Genomics layouts with bit-intervals and succinct data structures

Anatoliy Kuznetsov, March 16, 2020

Introduction

This use case discusses use of BitMagic bit-vectors and succinct containers for building a layout model for genetic data as memory compact structure. BitMagic library provides an array of functions and algorithms for range and interval interpretation of bit-vectors. This use case is to explore this APIs to compute data layout using bit-vectors as collections of non-overlapping intervals, add attributes using Rank-Select succinct vector. To better illustrate thye case we create a toy visualization using ASCII graphics.

Layout calculation

Collage of various Genomic Viewers

Many genomics viewers employ horizontally stacked layout of genomic annotations (features), which displays features in genome coordinate space. Horizontally stacked layout arranges features in non-overlapping layers of coverage. Total number of necessary layers is sometimes called “depth of coverage”.

Layout structure simplified

It is possible to use conventional data structures to calculate the graphical layouts, but in this study we explore options based on bit-vectors based on interpretation of bit-vectors as non-overlapping intervals of 1s.

Bit-vector based layout calculation algorithm uses bm::bvector<>::any_range(from, to) method to detect and find an empty spot in a coverage plane.
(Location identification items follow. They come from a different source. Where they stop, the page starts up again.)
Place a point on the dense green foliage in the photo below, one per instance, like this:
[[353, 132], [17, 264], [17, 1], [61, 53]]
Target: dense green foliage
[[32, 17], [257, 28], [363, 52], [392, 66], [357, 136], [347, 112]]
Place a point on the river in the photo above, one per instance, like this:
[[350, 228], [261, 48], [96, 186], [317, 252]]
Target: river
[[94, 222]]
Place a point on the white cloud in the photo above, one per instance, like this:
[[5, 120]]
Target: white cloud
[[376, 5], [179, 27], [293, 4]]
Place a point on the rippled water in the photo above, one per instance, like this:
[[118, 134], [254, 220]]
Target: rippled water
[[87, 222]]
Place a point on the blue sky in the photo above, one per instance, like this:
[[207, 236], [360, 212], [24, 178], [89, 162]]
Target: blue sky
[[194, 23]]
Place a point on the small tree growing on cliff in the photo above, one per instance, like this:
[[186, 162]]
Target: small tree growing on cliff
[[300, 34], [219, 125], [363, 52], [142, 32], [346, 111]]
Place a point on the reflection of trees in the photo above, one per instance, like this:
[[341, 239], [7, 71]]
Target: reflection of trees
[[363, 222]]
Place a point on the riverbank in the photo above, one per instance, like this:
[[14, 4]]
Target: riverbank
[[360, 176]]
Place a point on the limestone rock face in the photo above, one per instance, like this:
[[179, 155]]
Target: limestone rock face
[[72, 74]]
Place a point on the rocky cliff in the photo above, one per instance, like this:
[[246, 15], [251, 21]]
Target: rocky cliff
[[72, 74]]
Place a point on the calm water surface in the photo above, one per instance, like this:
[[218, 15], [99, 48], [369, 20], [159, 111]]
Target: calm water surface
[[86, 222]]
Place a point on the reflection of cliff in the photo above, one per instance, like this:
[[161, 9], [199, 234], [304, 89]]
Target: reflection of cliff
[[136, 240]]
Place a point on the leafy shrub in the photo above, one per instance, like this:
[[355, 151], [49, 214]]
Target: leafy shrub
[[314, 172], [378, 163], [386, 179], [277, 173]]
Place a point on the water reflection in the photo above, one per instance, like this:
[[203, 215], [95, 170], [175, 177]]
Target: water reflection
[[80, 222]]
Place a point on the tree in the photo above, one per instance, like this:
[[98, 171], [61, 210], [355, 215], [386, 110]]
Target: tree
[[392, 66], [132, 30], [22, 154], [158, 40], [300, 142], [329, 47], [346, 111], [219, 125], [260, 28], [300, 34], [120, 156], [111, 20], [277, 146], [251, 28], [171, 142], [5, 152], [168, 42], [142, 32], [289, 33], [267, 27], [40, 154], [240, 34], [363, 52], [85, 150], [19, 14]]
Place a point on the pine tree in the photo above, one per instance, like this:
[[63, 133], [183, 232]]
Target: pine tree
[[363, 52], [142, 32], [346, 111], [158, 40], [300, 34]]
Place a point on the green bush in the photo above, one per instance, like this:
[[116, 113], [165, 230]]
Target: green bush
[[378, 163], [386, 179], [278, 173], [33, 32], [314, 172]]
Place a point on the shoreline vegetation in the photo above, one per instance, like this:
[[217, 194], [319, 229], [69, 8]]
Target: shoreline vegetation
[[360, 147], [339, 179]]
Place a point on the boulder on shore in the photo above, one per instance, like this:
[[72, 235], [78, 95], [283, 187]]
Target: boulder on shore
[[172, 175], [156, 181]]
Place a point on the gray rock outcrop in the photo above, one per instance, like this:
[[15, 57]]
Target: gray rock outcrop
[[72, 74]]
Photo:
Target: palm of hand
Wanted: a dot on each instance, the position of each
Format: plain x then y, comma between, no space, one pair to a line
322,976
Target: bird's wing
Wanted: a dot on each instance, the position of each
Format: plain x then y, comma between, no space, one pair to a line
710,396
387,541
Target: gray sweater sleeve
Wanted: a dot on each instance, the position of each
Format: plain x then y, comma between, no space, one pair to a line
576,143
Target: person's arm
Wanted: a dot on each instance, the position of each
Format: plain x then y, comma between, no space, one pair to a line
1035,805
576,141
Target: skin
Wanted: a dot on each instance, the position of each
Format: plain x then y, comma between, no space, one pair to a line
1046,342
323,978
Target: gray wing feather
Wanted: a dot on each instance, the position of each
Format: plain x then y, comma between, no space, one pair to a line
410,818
In this model each plane is an independent bit-vector, and feature markup area is represented as a block of consecutive 1s, flanked with 0s like “011110” (interval). BitMagic keeps bit-vector blocks of such pattern structure using GAP representation, and uses Binary Interpolative Encoding (Moffat) to compress and serialize vectors. This representation is memory efficient and easy to interpret using bm::interval_enumerator<>

Beyond layout

Layout structure with attributes

Just having the layout (genomic coordinates) is not enough for a viable model. Lets add a feature strand characteristic to the mix here. If we are modeling DNA, which has two strands, we would need to know if feature stand is positive or negative/complementary or unknown (possible corner case). We use numeric codes (0, 1, 2) for feature stand indicators. It would be convenient to have our strand properties on the same planes in the same genomic coordinates as our features. It is possible to create yet another pair of bit-vectors to mark-up features, but there is a better method. We can assign strand indicator to the feature start coordinate and use Rank-Select compressed containers to handle it.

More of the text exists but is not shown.